# Sample Code Run for `xagg`
(currently in beta - also this notebook is currently not runnable; the author has to update the environment)

A quick guide to `xagg`, explaining how to use it to aggregate raster data to polygons, with a little bit of info on what goes on under the hood.

In [1]:
import xarray as xr
import numpy as np
import pandas as pd
import geopandas as gpd
from shapely.geometry import Polygon
import warnings
import xesmf as xe

## Intro

We'll be aggregating a gridded dataset onto a set of shapefiles, using an extra set of weights. Specifically, we'll use:
- gridded: month-of-year average temperature projections for the end-of-century from a climate model (CCSM4)
- shapefiles: US counties
- additional weights: global gridded population density ([GPW](https://sedac.ciesin.columbia.edu/data/collection/gpw-v4), 15 min resolution)

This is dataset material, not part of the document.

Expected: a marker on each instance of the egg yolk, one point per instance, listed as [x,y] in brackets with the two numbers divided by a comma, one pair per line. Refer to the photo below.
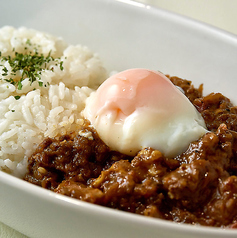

This is a setup that you may for example use if projecting the impact of temperature on some human variable (temperature vs. mortality, for example) for which you have data at the US county level. Since your mortality data is likely at the county level, you need to aggregate the gridded climate model output data to counties - i.e., what is the average temperature over each county? This code will calculate which pixels overlap each county - and by how much - allowing an area-averaged value for monthly temperature at the county level. 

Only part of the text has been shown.